Le militant de la cause vegan aborde encore le sujet de la cause animale sur The Bullfighter Dies où il raconte préférer voir le toréador mourir plutôt que de s’attaquer à un animal innocent qui n’a pas demandé à être là.

D’ailleurs, sans se lancer dans les analyses profondes, la pochette de l’album semble représenter l’état actuel de Moz à la perfection. On le voit seul, avec un animal, crayon à la main. Derrière lui, on peut apercevoir une bicyclette d’une autre époque représentant probablement son goût pour les poèmes et œuvres littéraires anciennes.

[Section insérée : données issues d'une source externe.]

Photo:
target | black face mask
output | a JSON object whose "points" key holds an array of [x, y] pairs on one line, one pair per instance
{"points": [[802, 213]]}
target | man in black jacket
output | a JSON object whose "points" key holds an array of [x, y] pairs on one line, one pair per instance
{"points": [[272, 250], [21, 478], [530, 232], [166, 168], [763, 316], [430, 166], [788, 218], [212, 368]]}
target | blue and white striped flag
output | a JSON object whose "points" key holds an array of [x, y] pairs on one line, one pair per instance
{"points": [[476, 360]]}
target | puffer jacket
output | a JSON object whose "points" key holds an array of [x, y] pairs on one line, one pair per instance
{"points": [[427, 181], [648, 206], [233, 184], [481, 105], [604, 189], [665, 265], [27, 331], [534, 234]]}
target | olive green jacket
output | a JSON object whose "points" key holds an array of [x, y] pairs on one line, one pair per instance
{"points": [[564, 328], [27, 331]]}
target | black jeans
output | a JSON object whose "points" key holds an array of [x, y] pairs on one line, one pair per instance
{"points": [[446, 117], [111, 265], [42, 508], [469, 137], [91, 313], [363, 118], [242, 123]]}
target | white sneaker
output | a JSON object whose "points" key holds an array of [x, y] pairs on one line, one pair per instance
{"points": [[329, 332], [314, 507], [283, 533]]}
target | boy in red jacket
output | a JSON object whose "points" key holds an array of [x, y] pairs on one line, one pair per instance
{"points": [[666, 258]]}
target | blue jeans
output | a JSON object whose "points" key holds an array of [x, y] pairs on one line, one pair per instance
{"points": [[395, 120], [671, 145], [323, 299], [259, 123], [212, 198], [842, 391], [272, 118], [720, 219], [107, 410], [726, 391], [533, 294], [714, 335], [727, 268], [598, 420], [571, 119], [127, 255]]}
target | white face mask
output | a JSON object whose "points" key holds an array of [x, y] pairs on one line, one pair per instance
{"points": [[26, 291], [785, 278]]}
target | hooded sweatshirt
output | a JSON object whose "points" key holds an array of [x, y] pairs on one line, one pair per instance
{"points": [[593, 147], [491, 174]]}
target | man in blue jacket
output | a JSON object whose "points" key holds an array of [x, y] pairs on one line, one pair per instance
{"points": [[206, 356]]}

Musicalement, le tout est très bien orchestré. La voix de Morrissey est intacte et livre avec autant d’émotions qu’avant les paroles qui coulent de son stylo. Le band qui le supporte sait ce qu’il a à faire: créer une trame de fond inspirante qui élève les chansons de Morrissey sans prendre toute la place. Parmi ceux-ci, le guitariste Jesse Tobias, le bassiste Solomon Walker et le batteur Matt Walker démontrent l’étendue de leur talent. C’est principalement le cas de Boz Boorer, qui compose pour Moz depuis 1991 et agit à titre de directeur musical sur cet album.

La production de Joe Chiccarelli est à mentionner. Celui-ci met des sons, bruits et trames un peu partout sur cet opus et il ajuste les instruments et la voix de manière ingénieuse. Il amène à cet album la modernité pour le rendre rafraichissant.

Quelque chose manque cependant à World Peace Is None of Your Business. On n’y retrouve pas de gros single entrainant qui marquait généralement les meilleurs albums de Moz. Sur ce disque, il n’y a pas de pièce super catchy qui donne le goût de chanter comme Everyday Is Like Sunday ou When Hate It When Our Friends Become Succesful. Il faut dire également que ceux qui apprécient les grands arrangements et des propos plus joyeux risquent de rester sur leur faim.

Somme toute, ce 10e album de Morrissey fait du bien malgré la lourdeur de son contenu. C’est comme renouer avec un vieil ami et le retrouver intact, comme dans nos bons souvenirs. Sa poésie et sa plume unique font du bien dans un paysage où les paroles sont souvent délaissées au profit de la musique. Pas que ce soit une mauvaise chose en soi, mais l’approche différente de cette icône indie offre une perspective différente dans la musique populaire et elle fait du bien. Malgré ses ennuis de santé récents, on retrouve ici un Moz en pleine possession de ses moyens et toujours aussi percutant. L’étoile continue de briller.